String's index interchangeability doesn't seem to be reflected in StringProtocol currently, so we add those constraints ourselves. When the future of StringProtocol is more certain, we can add these constraints directly on the protocol.

edit: Added firstWord5, which shows that we don't need the S.Index == String.Index constraint

Ahh I see. Either way, this is just a method to do what I did without using samePosition(in:) (which I didn't realize would compile). What if you wanted to do this:

func prefix(of str: String, until condition: (UnicodeScalar) -> Bool) -> Substring {
	var index = str.unicodeScalars.index(where: condition) ?? str.unicodeScalars.endIndex

	while true {
		if let characterIndex = index.samePosition(in: str) {
			return str[..<characterIndex]
		}
		index = str.index(before: index)
	}
}

I guess when simplifying my use of the function for my example I accidentally made it into something that didn't actually need use samePosition(in:), but the fact that samePosition(in:) doesn't work with Substring seems to still be an issue.

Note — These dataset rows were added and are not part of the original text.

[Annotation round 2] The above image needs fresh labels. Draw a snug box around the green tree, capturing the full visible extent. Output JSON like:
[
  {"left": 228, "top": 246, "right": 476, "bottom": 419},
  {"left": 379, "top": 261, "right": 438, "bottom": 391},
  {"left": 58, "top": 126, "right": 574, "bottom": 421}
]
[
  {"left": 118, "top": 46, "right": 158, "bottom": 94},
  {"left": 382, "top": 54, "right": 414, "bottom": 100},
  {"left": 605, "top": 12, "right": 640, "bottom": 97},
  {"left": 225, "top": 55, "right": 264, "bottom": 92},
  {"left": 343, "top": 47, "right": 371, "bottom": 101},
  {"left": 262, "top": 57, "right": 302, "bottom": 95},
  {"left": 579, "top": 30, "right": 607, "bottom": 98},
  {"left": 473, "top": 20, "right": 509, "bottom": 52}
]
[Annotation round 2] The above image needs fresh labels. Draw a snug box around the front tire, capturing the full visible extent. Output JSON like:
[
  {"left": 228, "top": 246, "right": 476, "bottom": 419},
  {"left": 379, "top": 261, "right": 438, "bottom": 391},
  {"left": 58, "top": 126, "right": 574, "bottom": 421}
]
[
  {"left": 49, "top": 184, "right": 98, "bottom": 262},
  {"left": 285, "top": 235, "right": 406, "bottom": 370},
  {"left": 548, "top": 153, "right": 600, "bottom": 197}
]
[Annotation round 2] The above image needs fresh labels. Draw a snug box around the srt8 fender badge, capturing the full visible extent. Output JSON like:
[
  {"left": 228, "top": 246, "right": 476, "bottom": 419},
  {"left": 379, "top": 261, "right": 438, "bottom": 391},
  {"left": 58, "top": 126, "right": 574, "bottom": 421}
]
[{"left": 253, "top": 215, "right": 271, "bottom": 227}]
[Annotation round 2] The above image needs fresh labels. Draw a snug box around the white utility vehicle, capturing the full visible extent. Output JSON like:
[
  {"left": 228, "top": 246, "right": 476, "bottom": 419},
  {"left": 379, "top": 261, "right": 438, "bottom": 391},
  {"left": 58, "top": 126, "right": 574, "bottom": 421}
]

Ah, so you want to know when the index is grapheme-aligned, that is, the index is a member of str.indices. Yes, this is a gap in Substring.

Off the top of my head, I can't think of a reason why this couldn't be defined for Substring. There might be some more effort involved in having this be present on StringProtocol, as StringProtocol might need further constraints on its associated types.

Looks like a good pitch to me

Sorry to resurrect this thread, but it seems that String.Index.samePosition(in:) still does not offer a way to do index conversion on Substring views, even though Substring uses String.Index. Has this gap been closed in another way?

Swift 5.7 made an important step in the right direction by having Substring.index(before:) and Substring.index(after:) automatically and implicitly round the supplied index down to the nearest character boundary within the substring.

I think it would make sense to provide this rounding-down operation as explicit methods on String and Substring. SE-0180 called this out as important future work; it’s time we followed up on that.

Note: Character boundaries within a Substring do not necessarily match character boundaries within its base string — so we cannot use the String-based methods to infer character positions within substrings: we need dedicated methods for rounding down indices within a substring.